Kirk Sessions & Repentance Stool

This is an ecclesiastical meeting or court in the Presbyterian kirk (church) for the well-being of people in the parish (an ecclesiastical area which would include the main village with the church, surrounding hamlets and farms). The officers were made up of the minister, lay persons such as Elders and Deacons, a sessions clerk who was most likely to be the school master as he had to know how to read and write, and village worthies, sometimes including the local laird. (A laird, by the way, is not the same as an English lord, but is equivalent to an English squire and often knighted.) The session met to discuss both temporal (financial issues, including giving money for the poor; voting in new people), religious (listing children ready to take communion [the sacrament]), and moral issues such as theft, and to call people to repentance after engaging in sex before marriage.


In most of the kirk sessions I’ve read, it was usually the woman who came before the session, especially as she was literally “holding the baby.” She was asked to name the father and, though the father rarely appeared before the session, they would be fined. But some, of course, denied any relationship and the child was brought up with the mother and often the grandparents. Most women went through this ordeal so that their children could be baptized into the kirk and freed from the belief of original sin and that if a child died without baptism, it would be eternally damned. It was one of the reasons for baptizing babies so quickly—sometimes one or two days—after birth. This was not just a Presbyterian belief and practice but of most Protestant and Catholic religions.

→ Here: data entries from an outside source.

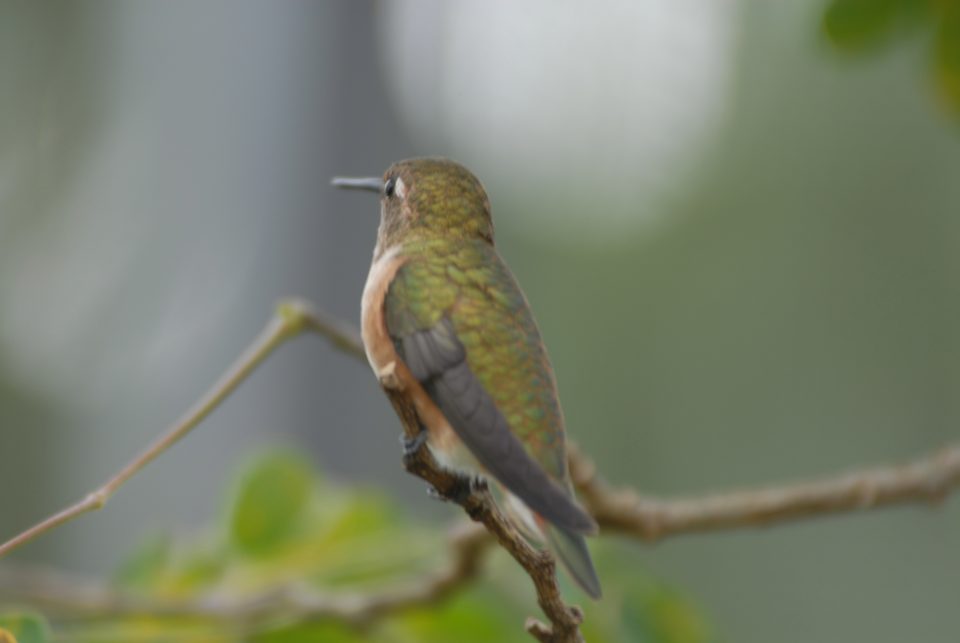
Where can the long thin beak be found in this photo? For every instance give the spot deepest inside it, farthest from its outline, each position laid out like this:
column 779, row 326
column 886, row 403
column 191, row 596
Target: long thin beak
column 372, row 184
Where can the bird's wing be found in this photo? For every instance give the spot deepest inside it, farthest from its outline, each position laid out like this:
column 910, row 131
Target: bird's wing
column 420, row 320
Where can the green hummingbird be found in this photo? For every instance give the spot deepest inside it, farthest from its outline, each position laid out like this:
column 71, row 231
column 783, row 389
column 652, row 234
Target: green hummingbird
column 443, row 313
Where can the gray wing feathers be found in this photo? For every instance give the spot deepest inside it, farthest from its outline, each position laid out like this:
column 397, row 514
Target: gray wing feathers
column 439, row 362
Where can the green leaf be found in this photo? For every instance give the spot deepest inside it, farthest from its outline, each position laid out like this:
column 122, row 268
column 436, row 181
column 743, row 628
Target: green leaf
column 860, row 25
column 947, row 56
column 23, row 627
column 270, row 501
column 661, row 615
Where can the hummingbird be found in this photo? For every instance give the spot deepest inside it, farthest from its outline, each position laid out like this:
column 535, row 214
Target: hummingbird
column 443, row 313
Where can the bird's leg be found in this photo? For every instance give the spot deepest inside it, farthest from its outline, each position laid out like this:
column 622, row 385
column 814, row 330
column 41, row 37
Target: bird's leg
column 466, row 486
column 411, row 446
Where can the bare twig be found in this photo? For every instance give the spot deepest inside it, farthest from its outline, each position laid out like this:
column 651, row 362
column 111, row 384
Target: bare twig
column 622, row 510
column 927, row 479
column 292, row 318
column 474, row 497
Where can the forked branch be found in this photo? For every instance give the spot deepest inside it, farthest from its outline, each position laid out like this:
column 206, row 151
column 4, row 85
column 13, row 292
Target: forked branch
column 927, row 479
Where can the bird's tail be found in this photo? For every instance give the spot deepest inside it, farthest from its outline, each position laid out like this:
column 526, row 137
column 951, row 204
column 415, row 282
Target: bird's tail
column 571, row 549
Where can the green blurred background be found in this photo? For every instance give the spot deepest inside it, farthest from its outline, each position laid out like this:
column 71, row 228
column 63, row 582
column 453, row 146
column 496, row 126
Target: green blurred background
column 736, row 222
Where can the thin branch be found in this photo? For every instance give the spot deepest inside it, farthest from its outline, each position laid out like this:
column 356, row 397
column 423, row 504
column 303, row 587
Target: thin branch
column 474, row 497
column 927, row 479
column 59, row 593
column 292, row 318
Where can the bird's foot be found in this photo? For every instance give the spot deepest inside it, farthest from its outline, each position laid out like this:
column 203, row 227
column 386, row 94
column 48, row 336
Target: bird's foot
column 464, row 487
column 411, row 446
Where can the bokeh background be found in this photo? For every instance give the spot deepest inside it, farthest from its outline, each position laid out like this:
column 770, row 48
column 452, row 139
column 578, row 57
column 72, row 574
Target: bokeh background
column 736, row 221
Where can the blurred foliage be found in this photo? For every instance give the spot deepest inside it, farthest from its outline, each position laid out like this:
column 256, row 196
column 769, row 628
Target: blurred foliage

Couples who had engaged in sex before marriage and were now married were also called before a kirk session and this was called ante-nuptial fornication.


Illegitimacy was mentioned in the parish record at the time of baptism; most were just noted as “illegitimate,” but some scribes mentioned “born in fornication” and sometimes gave a little sermon about the evils of fornication.


This was not only a moral issue but a financial one too: the parish did not want to have to support an unwed mother with children if the family was unable to do so. In these areas at this time, they were either fishermen or farm hands and therefore not well off. Unlike other places in early times, most marriages usually took place when the bride and groom were in their 20s and able to provide for a family. If one or the other of the accused were from another parish, the parish officers from both parishes would discuss the issue and come to an agreement about the financial well-being of the mother and child.


This novel grew from my genealogical research on my mother’s ancestors. I saw many entries about the calling to repentance of unwed mothers; there were a few in my family. In reality, most illegitimate children were accepted in families, though if a woman later married another man, the illegitimate child usually stayed with the grandparents; the stepfather didn't want to have anything to do with a stepchild. This was the norm even until the early 20th century. But the stigma of illegitimacy survived for a long time.


However, the repentance stool went out of favor long before 1814. I added this to the story for additional drama. The repentance stool is somewhat similar to Nathaniel Hawthorne's novel, The Scarlet Letter, in which Hester Prynne had to stand on a scaffold for three hours. Like the Puritan culture, early Presbyterian culture shamed people--mostly women--for sexual sins.